Friday was my 35th (!!) birthday, and since it was a hectic day for me at the International Quilt Festival, I didn't get around to any birthday cake until Sunday. Jeff and my mom both offered to get a cake for me, but since I love to bake I decided to make one myself, with the help of Aidan and Olivia too, in between their busy schedule of dressing up as some funky cowboys and cowgirls. I had a hard time choosing what type of cake I wanted, but I knew it would be one from Martha's Baking Handbook.





If you like you bake to at all, you need this book. It's fabulous. I finally decided on Banana-Caramel Cake with Marscapone Frosting and Caramel Sauce. With a caramelized banana filling.
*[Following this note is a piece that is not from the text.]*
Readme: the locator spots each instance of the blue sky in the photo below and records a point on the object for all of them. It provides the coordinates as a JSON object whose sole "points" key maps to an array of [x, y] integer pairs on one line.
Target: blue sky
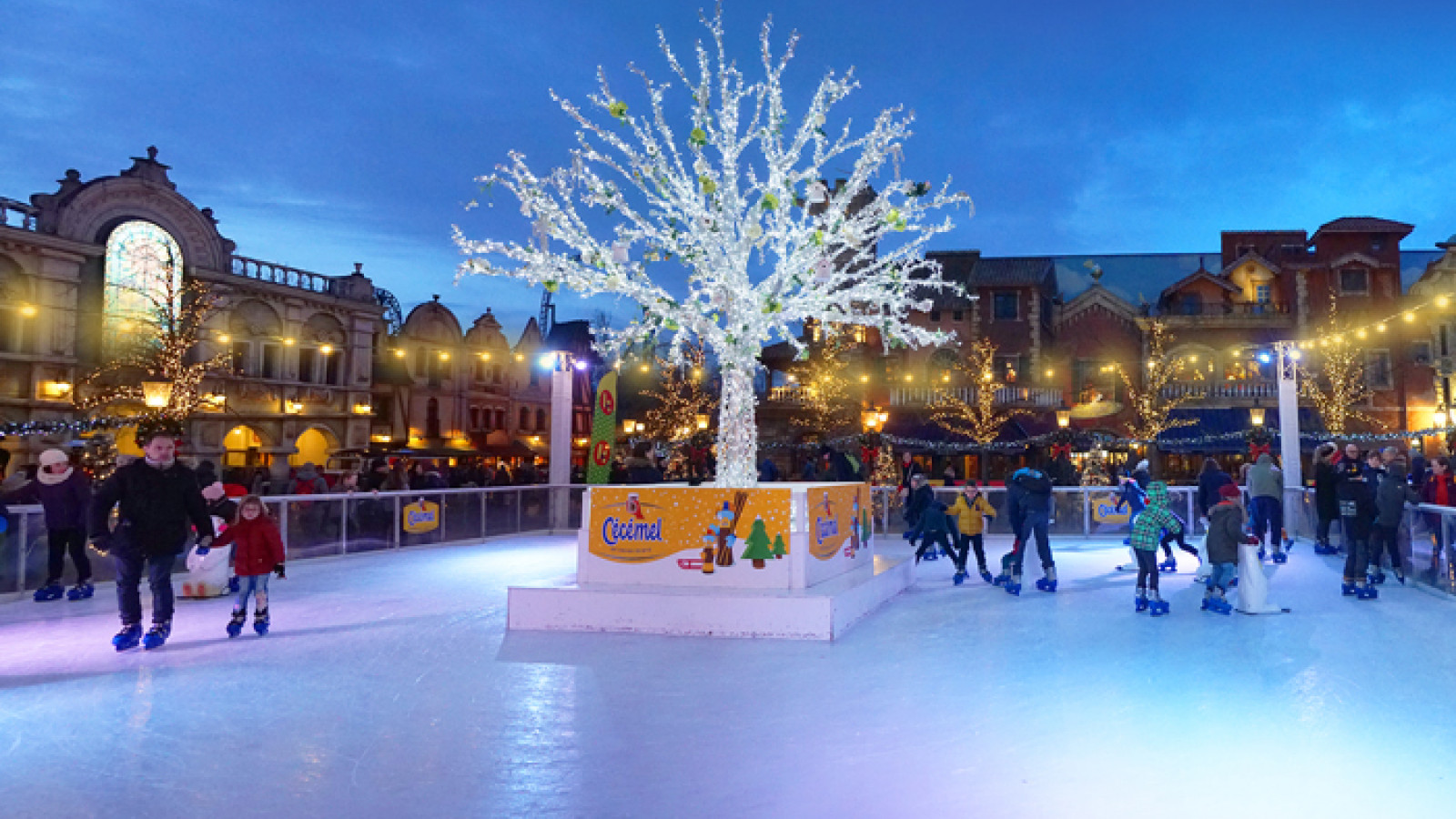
{"points": [[331, 133]]}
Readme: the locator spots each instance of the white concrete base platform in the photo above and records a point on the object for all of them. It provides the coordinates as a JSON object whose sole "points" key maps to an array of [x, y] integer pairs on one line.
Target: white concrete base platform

Here's my super yummy adapted recipe:


Banana Caramel Cake

1 1/2 sticks plus 3T butter, at room temperature, plus more for pans
2 3/4 c flour, plus more for pans
1 1/2t baking powder
1 t baking soda
1/2 t salt
3 very ripe bananas, mashed, plus 3 ripe bananas sliced lengthwise for filling
1/4 cup plain yogurt
1 t vanilla extract
1 2/3 c plus 1/4 c sugar
4 eggs

Pre-heat oven to 350 degrees. Butter two round 9'' cake pans and dust with flour. Tap out excess and set aside. Sift flour, baking powder, baking soda, and salt into a medium bowl. Set aside. In a small bowl stir together the mashed bananas, yogurt, and vanilla extract. Set aside.

With an electric mixer, beat 1 1/2 sticks softened butter and 1 2/3 cups sugar on medium-high speed until light and fluffy (about 3-5 minutes). Add the eggs, one at a time, and mix well after each addition. Add the banana mixture and mix on low speed until combined. Add the flour mixture in two parts, with the mixer on low speed, just until combined. Do not over mix.
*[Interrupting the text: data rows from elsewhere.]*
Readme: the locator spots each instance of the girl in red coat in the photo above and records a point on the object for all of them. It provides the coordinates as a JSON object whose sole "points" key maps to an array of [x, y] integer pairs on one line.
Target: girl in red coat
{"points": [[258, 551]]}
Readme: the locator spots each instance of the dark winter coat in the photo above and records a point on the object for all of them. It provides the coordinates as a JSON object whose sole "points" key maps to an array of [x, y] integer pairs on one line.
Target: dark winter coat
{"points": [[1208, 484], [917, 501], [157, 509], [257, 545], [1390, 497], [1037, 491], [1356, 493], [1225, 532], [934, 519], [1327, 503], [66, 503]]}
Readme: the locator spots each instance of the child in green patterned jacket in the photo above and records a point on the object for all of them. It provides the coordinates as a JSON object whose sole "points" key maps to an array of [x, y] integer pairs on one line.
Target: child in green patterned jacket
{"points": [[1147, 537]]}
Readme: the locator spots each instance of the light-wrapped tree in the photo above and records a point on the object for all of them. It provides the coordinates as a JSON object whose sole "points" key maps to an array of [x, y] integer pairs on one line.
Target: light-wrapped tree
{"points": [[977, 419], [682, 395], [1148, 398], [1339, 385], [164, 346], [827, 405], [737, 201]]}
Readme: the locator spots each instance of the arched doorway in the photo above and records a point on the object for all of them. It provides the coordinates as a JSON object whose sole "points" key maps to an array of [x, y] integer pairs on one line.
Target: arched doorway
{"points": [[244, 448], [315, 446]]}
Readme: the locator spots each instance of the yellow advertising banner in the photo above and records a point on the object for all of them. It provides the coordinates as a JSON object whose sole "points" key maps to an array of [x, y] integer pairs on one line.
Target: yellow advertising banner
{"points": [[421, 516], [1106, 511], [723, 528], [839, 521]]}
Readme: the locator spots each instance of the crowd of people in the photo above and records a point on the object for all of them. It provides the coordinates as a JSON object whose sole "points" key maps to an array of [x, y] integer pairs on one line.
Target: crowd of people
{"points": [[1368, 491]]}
Divide the batter between the two buttered and floured pans. Bake for 30-35 minutes, or until a cake tester comes out clean. Let cool for 20 minutes and then invert the pans to remove the cakes. Allow to cool completely.

Sprinkle remaining 1/4 cup of sugar into a large skillet. Cook over high heat until sugar is caramelized. Remove from heat and stir in 3 tablespoons of butter until melted. Return pan to medium heat and add the sliced bananas. Cook until the bananas start to brown and then gently turn the bananas over to brown the other sides.

After cakes have cooled, place one layer on a cake plate and arrange the caramelized bananas on the top. Place the other cake on top. Frost with Marscapone Frosting and drizzle with Caramel Sauce.


Marscapone Frosting

16 ounces marscapone cheese at room temperature
1 1/4 c heavy cream
1/2 c powdered sugar

Combine all ingredients and beat on high speed with an electric mixer, until soft peaks form, 1-2 minutes. Do not overbeat. Use immediately.


Or at least taste immediately. :)






Caramel Sauce

1/2 c sugar
1/2 c heavy cream

Prepare an ice bath and set to the side. Cook sugar in a saucepan over medium-high heat until it starts to melt and caramelize. Stir with a wooden spoon until the melted sugar turns golden amber. Remove from heat. Stir constantly while adding cream in a slow stream--be careful, the cream will spatter! If mixture is not smooth, return pan to heat briefly while stirring until smooth. Pour caramel sauce into bowl submerged in the ice bath and let stand until cold, stirring often.


This cake was amazing. Not too rich, not too sweet. Just right.





But don't take my word for it.






Aidan loved it.





Olivia loved it.






Even Rosemary loved it, at least what she could get of it.





Let me know if you end up trying the cake too!